Setu Kulkarni, Vice President, Strategy at NTT Application Security, a San Jose, Calif.-based provider of application security:

APIs are fast becoming the technical basis for both B2B and B2C business models. As such, when APIs are developed and deployed, there is really no way to estimate all the possible places the APIs are going to get used. APIs are the silently but rapidly becoming one of the most critical pieces of the software supply chain. Organizations are now one vulnerable API call away from a potential major breach.

An underlying challenge that gets obscured is the fact that APIs today are facades to legacy systems which were never designed to be online or used in an integrated B2B or B2C setting. By creating an API layer, these legacy transactional systems are enabled to participate in digital transformation initiatives. This pattern of API enablement of legacy systems creates security issues which otherwise would not have been issues in the controlled trusted zones the legacy systems were designed to operate in.

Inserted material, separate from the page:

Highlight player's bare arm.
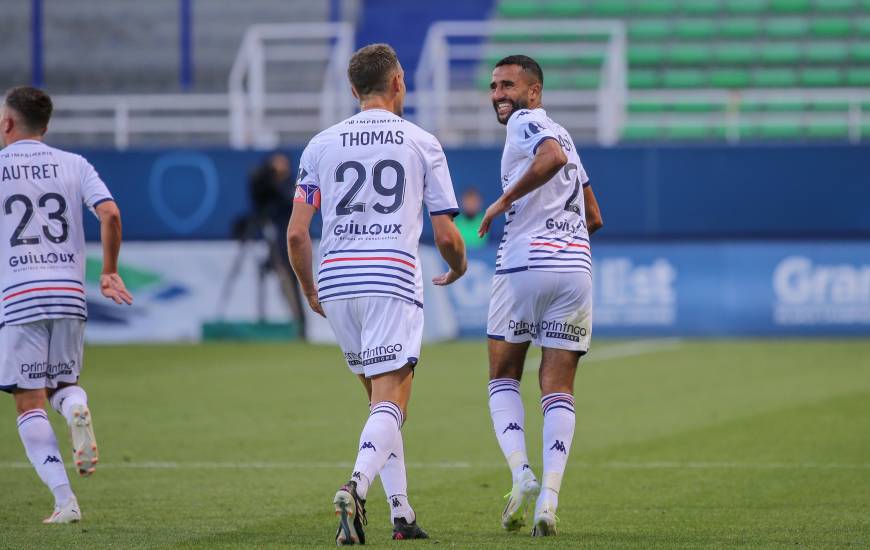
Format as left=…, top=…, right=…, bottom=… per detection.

APIs offer yet another level of configurability in terms of being able to compose new features and capabilities by combining the otherwise atomic APIs that are readily available. These APIs themselves offer a degree of “configurability” in the sense that they allow interacting parties to provide inputs that determine how the API call will respond. More over, these APIs are also built with the same principles of externalizing non-functional configurations like locale, principal, roles to name only a few.